Un puissant courant absurde irrigue et relie toutes les fenêtres qu’il ouvre sur les objets et les matières de notre vie quotidienne et bête. Il jette sur eux, sur elles, un œil perplexe, amusé, jamais désabusé, intrigué, parfois désopilant. Il a une façon très personnelle de relativiser, de mesurer les phénomènes les plus caractéristiques de notre temps à l’aune des mythes antiques. La passion de l’ensachage est interprétée comme une des manifestations de « l’horreur du désordre originel […] ce que la Bible appelle le tohu-bohu, ce que la Grèce antique nommait le chaos ». Et que faire de la question de l’apocatastase, l’idée des anciens chrétiens selon laquelle, la création divine étant bonne, tout sera reconstitué à la fin des temps ? Faut-il « envisager la renaissance de millions de sachets de sucre et de tubes de dentifrice » ?

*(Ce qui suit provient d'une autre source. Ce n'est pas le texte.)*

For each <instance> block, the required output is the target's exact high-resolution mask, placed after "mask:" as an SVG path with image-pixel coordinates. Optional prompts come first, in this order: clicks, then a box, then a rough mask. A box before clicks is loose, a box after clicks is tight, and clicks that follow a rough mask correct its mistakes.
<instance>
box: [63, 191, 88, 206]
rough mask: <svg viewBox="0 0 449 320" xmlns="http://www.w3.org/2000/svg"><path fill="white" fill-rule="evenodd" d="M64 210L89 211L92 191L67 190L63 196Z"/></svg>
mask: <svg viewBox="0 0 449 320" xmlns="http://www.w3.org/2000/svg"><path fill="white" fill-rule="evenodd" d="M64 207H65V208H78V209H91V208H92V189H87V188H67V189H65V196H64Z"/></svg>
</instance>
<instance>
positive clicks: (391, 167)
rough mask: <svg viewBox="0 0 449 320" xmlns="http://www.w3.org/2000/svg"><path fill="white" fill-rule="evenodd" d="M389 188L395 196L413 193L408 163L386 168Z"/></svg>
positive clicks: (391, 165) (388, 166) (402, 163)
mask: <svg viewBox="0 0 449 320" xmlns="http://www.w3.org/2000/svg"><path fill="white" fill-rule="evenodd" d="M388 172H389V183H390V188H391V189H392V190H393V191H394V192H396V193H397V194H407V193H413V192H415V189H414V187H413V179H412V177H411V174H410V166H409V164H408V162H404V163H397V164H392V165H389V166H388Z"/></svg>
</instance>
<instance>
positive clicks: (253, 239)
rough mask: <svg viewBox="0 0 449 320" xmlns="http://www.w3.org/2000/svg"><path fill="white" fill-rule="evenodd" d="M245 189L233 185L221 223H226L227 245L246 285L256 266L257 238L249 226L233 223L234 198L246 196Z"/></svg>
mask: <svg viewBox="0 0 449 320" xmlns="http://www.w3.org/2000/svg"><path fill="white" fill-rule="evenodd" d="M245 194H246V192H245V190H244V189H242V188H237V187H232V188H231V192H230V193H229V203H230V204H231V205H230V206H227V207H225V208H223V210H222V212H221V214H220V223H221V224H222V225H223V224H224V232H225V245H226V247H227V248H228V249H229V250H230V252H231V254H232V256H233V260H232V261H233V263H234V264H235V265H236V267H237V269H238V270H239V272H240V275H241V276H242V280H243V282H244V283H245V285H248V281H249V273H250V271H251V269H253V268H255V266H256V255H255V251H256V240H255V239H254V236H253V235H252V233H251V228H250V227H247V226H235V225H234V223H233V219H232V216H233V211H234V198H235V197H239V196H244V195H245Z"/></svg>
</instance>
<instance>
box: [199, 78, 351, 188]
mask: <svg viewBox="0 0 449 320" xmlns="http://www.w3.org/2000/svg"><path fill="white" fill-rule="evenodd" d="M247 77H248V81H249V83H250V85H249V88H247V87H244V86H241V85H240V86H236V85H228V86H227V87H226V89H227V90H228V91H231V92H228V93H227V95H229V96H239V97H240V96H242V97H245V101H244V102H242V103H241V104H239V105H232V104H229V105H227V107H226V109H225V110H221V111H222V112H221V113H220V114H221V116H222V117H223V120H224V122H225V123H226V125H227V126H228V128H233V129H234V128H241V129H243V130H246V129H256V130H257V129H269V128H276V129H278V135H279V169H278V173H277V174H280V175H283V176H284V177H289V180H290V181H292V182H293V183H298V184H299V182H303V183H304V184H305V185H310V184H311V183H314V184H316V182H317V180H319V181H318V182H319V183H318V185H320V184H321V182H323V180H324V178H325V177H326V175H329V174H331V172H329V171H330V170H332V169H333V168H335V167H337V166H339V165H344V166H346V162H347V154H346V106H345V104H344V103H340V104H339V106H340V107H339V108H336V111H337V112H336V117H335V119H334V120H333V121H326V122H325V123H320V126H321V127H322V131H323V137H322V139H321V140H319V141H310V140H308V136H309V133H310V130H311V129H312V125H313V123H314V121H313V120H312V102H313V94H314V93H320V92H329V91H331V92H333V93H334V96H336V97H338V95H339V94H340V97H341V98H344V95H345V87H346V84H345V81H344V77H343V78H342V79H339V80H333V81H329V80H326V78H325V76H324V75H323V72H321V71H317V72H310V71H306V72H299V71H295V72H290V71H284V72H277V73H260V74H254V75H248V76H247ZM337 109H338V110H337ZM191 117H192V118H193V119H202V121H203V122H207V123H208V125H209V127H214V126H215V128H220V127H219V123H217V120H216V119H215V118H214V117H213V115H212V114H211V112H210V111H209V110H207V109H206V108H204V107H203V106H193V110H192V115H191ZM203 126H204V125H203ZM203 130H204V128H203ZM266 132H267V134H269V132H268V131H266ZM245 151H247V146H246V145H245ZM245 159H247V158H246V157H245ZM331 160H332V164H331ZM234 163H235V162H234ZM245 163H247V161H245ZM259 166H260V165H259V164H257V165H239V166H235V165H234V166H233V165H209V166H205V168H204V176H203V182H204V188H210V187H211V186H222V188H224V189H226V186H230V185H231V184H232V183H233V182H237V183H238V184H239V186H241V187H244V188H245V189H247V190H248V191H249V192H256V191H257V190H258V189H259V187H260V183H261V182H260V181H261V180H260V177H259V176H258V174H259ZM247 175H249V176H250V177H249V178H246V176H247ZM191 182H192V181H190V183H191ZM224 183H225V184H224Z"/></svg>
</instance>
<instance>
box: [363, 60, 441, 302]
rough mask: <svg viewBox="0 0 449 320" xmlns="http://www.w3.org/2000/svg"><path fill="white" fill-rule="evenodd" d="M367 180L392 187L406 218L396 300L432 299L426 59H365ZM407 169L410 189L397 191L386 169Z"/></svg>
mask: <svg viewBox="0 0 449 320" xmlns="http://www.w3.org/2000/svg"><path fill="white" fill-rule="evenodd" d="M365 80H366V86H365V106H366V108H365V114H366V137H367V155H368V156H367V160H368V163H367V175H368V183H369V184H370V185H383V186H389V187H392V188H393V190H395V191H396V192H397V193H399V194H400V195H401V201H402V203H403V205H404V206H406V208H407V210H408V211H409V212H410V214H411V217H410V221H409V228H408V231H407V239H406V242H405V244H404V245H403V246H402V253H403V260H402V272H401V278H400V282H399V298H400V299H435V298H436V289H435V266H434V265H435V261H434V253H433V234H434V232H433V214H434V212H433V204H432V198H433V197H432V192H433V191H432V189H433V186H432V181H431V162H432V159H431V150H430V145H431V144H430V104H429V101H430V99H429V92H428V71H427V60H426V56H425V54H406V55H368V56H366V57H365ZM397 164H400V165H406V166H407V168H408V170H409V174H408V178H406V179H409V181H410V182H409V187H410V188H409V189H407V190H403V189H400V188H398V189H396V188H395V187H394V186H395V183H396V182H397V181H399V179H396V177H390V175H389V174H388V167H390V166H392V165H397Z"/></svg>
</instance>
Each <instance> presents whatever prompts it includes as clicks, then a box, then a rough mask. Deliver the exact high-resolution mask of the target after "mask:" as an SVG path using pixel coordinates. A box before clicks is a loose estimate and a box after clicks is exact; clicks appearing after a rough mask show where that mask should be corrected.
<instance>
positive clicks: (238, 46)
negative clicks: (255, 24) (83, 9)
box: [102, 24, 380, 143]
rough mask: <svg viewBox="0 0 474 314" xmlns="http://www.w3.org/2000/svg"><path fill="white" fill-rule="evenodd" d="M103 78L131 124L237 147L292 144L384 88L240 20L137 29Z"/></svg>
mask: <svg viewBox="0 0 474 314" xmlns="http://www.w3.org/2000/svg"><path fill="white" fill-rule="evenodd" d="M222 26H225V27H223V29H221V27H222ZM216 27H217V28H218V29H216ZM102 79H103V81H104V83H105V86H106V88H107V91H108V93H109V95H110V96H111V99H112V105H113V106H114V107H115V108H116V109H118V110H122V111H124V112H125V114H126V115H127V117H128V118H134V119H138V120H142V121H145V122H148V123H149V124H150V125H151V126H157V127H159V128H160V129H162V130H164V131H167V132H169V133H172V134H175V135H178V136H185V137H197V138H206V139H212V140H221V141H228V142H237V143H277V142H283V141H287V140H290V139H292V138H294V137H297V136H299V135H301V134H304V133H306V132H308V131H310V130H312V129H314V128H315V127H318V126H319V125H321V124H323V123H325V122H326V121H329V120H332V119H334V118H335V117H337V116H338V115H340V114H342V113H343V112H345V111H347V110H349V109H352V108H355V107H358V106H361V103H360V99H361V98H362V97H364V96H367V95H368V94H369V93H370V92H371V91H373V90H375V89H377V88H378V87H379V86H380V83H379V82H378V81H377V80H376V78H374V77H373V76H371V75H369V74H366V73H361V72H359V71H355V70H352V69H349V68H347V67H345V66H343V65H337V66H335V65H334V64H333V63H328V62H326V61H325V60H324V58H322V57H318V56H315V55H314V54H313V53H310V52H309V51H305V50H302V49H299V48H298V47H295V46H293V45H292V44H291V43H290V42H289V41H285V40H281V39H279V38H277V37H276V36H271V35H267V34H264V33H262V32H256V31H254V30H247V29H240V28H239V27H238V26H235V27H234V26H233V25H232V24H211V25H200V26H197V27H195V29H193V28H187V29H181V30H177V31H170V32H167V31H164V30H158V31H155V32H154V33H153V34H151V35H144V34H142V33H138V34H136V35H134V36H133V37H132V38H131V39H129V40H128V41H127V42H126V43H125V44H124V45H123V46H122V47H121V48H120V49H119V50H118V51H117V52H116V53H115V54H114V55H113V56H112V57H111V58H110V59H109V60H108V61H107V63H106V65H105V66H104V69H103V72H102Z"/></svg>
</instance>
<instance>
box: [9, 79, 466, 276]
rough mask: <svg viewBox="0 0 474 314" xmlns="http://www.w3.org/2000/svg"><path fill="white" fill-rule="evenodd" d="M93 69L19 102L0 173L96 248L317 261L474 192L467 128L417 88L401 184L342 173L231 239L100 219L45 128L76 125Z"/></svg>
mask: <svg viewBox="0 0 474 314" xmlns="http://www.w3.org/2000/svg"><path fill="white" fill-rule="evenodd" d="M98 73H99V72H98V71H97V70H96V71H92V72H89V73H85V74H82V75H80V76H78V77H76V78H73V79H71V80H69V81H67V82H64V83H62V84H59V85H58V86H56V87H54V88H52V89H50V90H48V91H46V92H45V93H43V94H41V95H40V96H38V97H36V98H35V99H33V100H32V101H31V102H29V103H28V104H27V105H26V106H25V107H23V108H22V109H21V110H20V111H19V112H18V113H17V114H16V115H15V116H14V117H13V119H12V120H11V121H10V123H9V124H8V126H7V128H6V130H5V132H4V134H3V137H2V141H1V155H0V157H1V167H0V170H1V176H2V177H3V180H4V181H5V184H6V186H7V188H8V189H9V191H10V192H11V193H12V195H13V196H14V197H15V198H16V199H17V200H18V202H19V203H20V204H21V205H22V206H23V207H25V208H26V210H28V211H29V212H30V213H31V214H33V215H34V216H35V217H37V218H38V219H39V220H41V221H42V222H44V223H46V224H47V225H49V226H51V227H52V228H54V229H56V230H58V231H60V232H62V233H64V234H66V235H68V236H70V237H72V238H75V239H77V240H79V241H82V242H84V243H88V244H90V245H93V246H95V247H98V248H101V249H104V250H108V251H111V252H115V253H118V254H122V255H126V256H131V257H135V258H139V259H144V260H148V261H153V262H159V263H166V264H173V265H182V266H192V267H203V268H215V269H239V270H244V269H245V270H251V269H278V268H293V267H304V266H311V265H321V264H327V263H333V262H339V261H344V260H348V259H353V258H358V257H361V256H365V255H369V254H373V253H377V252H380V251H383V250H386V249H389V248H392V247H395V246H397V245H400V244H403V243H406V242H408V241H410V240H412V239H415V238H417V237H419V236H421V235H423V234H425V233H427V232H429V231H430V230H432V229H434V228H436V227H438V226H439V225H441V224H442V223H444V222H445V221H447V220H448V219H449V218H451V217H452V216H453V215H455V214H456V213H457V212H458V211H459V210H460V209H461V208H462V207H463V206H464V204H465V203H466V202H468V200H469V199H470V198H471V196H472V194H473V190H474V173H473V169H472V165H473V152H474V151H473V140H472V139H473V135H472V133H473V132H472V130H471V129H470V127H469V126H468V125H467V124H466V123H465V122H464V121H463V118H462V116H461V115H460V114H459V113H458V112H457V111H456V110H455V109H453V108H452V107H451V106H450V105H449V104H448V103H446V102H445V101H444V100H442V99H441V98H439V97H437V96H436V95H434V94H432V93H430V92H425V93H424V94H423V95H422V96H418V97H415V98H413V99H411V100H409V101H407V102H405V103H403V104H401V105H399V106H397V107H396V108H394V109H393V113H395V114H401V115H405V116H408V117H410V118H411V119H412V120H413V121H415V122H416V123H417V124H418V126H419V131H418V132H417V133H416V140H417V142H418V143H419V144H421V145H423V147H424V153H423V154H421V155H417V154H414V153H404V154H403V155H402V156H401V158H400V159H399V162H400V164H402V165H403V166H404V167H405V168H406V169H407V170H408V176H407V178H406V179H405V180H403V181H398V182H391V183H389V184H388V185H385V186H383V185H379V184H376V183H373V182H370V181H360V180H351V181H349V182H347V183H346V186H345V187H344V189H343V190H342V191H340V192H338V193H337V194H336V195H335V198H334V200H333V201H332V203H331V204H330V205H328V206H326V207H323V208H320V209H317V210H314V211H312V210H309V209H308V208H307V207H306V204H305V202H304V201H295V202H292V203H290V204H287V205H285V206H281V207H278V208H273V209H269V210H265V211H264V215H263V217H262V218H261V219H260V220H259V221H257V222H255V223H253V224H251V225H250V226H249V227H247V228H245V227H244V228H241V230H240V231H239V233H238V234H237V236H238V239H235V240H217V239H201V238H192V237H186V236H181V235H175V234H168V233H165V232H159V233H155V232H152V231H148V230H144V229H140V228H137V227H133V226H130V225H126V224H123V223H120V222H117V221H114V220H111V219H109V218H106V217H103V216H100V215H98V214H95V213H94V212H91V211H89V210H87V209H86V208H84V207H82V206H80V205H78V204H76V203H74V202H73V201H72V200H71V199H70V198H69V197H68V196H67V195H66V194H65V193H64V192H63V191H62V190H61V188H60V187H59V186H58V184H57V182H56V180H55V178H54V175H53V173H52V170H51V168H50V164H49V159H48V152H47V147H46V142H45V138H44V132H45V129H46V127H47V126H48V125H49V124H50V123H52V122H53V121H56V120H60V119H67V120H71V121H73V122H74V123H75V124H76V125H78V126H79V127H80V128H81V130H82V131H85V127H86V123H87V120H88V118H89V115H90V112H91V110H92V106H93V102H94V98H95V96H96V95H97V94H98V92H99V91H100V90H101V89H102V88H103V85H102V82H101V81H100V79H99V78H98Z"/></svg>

En chemin, Philippe Garnier transmet une forme de sagesse, de distance, qui va avec une conscience aiguë de notre finitude, autant que de celle des objets. Son acuité vient du fait que son approche du monde n’est pas purement intellectuelle. Il évoque souvent tel ou tel objet qui agit sur son « système nerveux », comme si les choses le piquaient, l’asticotaient. Il a une sensibilité proche de celle d’un artiste qui capte des ondes, isole des images ou prélève des carottes.
Éclatés dans les pièces de son Lego, il a des mots très justes sur l’art contemporain, distinguant finement les installations de l’arte povera des Poubelles d’Arman, datées des mêmes années 1960. À l’époque, écrit-il, « l’idée que les détritus constituent une réalité envahissante, omniprésente et d’envergure géologique n’est pas encore dans les esprits ». Quarante ans plus tard, Thomas Hirschhorn propose des espaces de déchets et « ne fait qu’aiguiser la conscience ordinaire du désastre ». Fuyant l’esprit de sérieux, Garnier ajoute aussitôt que, récemment, un sac-poubelle signé Gustav Metzger a été jeté par les équipes de nettoyage de la Tate Britain. Il propose alors des œuvres au « mandat temporaire » et se projette dans un monde où « quelques échantillons feraient une escale passagère au musée ».
On recommande donc de lire Mélancolie du pot de yaourt de-ci de-là, par petites cuillerées, dans l’ordre ou le désordre, pour sourire, penser et se reposer des longues péroraisons des uns et des autres. Il est même permis de goûter l’écriture de Philippe Garnier, élégante, précise, classique et posée, un rempart contre la panique postmoderne.